162. Вот довод, и достаточно логический довод, если взять его в соображение при исключении изучения анатомии из всех школ рисования, но есть еще более неоспоримый довод в пользу исключения анатомии специально из первоначальных школ рисования. Иногда может быть желательно, как я говорил, чтобы ученик видел, какое огромное несходство существует между лицом и черепом; и на досуге он может, без большого вреда, наблюдать ловкое соединение колена с лодыжкой ноги, в силу которого, при правильном сочленении суставов, нога сгибается только назад, в противоположность черепу, сгибающемуся только вперед. Но заставлять мальчиков и девочек, только что явившихся в школу рисования из деревни, всматриваться в эти сочленения, вопреки всем здоровым задаткам их природы, и с угрюмым прилежанием срисовывать их, пока они не вообразят, что копия удачна, значит, у таких мальчиков и девочек пропитать аффектацией всю свежесть их темперамента и болезненно заразить их честолюбивой и напыщенной фантазией. Но еще хуже, когда молодежь принуждена выносить ужасы анатомического театра или знакомиться со свойствами настоящей формы тела в климате, где стесняющая одежда не препятствует совершенству его контуров и в котором мы не можем с вполне простым чувством смотреть на голое тело.
163. Я, может быть, слишком часто испытывал ваше терпение, говоря вам, что вы должны всегда рисовать из любви к изображаемому предмету, а не из любви к картине. То, что вы желаете видеть в действительности, то вы и должны стараться показать в картине или статуе; того же, чего вы не желаете видеть в действительности, вы не должны пытаться и воспроизводить.
Но существует, как я полагаю, очень распространенный взгляд среди лиц, интересующихся искусством: так как нации, живущие в холодных климатах, не привыкли видеть обнаженное тело, то предполагают, что искусство должно взять на себя обязанность показать его им; причем находят, что мысли станут возвышеннее, и характер проще и серьезнее, когда люди увидят, наконец, в красках и мраморе то, что жители юга видят в натуре.

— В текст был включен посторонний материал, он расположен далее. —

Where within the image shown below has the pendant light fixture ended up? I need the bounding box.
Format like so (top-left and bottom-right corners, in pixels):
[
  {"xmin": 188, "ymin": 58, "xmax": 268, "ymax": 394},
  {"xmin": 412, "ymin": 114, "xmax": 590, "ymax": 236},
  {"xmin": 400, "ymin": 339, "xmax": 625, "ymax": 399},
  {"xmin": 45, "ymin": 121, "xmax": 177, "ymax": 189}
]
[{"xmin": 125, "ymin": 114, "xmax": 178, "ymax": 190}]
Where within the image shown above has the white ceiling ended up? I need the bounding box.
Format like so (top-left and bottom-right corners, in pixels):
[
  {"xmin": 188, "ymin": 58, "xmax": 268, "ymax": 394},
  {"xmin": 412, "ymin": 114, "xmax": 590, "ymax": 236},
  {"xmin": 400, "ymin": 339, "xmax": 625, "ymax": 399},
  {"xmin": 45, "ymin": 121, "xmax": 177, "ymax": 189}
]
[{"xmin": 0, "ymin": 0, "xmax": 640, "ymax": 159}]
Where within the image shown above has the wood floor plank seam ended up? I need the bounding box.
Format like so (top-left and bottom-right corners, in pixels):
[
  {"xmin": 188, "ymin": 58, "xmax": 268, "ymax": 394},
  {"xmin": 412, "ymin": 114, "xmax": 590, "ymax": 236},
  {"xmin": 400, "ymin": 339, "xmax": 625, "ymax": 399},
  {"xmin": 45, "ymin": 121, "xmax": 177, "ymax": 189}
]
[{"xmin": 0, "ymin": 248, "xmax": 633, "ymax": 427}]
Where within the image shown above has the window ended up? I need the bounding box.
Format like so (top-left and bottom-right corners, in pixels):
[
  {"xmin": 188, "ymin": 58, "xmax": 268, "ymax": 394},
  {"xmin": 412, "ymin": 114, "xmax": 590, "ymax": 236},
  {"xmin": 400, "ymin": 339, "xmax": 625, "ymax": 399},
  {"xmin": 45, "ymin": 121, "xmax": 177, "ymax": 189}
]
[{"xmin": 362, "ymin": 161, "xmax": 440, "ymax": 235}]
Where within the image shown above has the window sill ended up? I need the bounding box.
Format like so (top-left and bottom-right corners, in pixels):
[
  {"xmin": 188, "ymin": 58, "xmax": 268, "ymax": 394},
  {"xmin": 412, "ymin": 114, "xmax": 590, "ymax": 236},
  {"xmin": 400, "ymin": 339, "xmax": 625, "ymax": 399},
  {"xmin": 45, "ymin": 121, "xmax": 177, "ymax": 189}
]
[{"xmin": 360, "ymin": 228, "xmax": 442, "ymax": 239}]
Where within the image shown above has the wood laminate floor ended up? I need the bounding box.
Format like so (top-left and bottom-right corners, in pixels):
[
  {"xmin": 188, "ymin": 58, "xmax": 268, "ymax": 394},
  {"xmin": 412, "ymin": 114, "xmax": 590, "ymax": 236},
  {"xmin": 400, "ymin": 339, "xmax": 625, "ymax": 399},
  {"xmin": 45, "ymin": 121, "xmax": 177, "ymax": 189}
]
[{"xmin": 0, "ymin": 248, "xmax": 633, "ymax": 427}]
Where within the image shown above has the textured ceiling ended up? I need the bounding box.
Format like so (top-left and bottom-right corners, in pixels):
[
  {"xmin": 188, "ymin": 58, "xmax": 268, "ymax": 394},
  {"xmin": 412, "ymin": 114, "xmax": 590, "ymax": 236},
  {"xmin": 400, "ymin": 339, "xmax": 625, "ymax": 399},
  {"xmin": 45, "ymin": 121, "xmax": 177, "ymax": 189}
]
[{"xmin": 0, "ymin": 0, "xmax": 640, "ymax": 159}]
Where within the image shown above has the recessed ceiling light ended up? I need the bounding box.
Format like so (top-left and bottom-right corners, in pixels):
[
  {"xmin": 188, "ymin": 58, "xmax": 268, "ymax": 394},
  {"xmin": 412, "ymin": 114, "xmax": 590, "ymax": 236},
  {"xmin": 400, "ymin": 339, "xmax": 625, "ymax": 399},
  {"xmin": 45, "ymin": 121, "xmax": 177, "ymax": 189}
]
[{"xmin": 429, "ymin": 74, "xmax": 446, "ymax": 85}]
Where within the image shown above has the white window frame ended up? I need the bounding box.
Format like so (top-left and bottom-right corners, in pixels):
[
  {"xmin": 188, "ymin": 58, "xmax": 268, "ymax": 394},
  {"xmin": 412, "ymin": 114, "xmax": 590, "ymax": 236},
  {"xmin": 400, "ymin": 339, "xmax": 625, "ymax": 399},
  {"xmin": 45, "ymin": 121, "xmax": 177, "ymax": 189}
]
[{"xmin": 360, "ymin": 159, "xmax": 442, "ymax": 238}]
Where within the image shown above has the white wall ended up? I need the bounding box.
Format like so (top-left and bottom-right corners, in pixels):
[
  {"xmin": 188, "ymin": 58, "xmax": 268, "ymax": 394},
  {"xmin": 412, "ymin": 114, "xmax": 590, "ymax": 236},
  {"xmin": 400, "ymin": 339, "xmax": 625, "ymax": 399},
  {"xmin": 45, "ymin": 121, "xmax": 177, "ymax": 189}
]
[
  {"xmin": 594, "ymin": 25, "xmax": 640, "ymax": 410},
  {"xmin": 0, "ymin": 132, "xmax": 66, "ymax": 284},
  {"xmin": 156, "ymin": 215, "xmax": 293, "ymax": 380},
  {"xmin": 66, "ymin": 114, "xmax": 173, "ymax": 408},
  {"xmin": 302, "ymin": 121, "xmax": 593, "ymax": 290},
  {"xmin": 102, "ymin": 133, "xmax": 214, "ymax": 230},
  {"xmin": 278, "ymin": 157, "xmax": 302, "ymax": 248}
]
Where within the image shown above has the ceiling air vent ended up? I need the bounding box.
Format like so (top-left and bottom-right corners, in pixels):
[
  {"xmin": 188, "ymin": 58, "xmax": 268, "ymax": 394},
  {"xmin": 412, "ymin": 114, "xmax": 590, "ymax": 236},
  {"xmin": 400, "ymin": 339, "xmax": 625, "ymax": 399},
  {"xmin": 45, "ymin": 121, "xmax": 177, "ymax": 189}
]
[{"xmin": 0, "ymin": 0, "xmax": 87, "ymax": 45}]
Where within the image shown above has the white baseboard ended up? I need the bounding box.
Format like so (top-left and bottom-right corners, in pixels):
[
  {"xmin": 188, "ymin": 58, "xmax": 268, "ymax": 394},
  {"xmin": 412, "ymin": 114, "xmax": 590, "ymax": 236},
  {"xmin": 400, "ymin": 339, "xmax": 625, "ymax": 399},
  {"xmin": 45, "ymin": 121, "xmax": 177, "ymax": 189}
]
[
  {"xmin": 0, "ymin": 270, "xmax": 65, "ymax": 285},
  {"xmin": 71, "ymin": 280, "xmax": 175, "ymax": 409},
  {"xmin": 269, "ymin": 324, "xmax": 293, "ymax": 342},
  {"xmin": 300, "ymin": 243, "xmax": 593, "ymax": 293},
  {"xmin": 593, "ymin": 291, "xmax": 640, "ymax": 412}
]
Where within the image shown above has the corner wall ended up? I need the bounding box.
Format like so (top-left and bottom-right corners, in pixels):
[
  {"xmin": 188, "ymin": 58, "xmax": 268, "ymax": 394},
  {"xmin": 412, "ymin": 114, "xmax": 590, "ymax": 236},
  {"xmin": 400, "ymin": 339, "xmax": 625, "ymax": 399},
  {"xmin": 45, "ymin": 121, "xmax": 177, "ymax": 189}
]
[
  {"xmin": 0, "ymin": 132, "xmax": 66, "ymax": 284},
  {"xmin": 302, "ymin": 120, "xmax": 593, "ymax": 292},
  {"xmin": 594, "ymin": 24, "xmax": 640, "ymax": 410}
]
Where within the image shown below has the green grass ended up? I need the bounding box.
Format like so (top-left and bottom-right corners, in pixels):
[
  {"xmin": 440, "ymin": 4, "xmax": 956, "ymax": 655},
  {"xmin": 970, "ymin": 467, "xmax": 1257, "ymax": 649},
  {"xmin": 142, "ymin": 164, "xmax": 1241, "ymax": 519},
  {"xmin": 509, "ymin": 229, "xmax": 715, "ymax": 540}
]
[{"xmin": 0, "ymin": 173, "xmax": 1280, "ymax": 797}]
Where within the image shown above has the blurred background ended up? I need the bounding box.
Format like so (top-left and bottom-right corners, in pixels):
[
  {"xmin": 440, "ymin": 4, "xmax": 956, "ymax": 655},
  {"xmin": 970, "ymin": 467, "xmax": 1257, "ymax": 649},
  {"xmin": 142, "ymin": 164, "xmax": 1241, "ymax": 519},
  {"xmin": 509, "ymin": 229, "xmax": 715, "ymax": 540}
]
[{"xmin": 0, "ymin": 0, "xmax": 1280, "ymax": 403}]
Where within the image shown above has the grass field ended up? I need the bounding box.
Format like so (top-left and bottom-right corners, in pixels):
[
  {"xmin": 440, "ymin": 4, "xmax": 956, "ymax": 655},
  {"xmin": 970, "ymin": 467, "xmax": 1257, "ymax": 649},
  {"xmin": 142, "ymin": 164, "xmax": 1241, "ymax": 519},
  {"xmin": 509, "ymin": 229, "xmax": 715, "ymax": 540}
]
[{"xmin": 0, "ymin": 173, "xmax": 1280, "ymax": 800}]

164. У меня нет в настоящее время ни времени, ни желания входить в рассмотрение различных влияний на нравственность наций более или менее свободного выставления напоказ обнаженных форм. Без сомнения, если обнажать что-нибудь, то нужно обнажать безбоязненно, и постоянно видеть это; но я не хочу здесь обсуждать этого вопроса, как не хочу и задерживать вас приведением примеров для уяснения имеющихся у меня доводов. Поверьте мне, что у меня их много и что я могу утверждать, как положительное и неизменное правило, что насколько голое тело в обычной жизни нации может показываться без оскорбления скромности и насколько на него можно смотреть с уважением и восторгом, настолько же, но никак не больше, его и должно воспроизводить национальное искусство как в живописи, так и в ваянии. Если же то или другое искусство обнажает нечто большее, то этим оно, несомненно, извращает вкус, а по всем вероятиям, и нравственность.
165. Это, несомненно, извратит вкус в том существенном пункте, что приличные классы общества придут к убеждению, что живое существо и его одежда изъяты из высших законов вкуса, и что если мужчина и женщина из мрамора действительно должны быть видимы одетыми или неодетыми с достоинством, то они могут быть одеты или неодеты, если и не совсем бесстыдно, то, во всяком случае, менее прилично, в бальной зале или на улице. Но закон всякого живого искусства заключается в том, что живые мужчина и женщина должны быть прекраснее, чем их портреты, а их портреты так же благопристойны, как и живые мужчина и женщина, и что действительные одежды, жесты и манеры должны быть изящнее, чем то подобие их, которое могут дать мрамор и краски.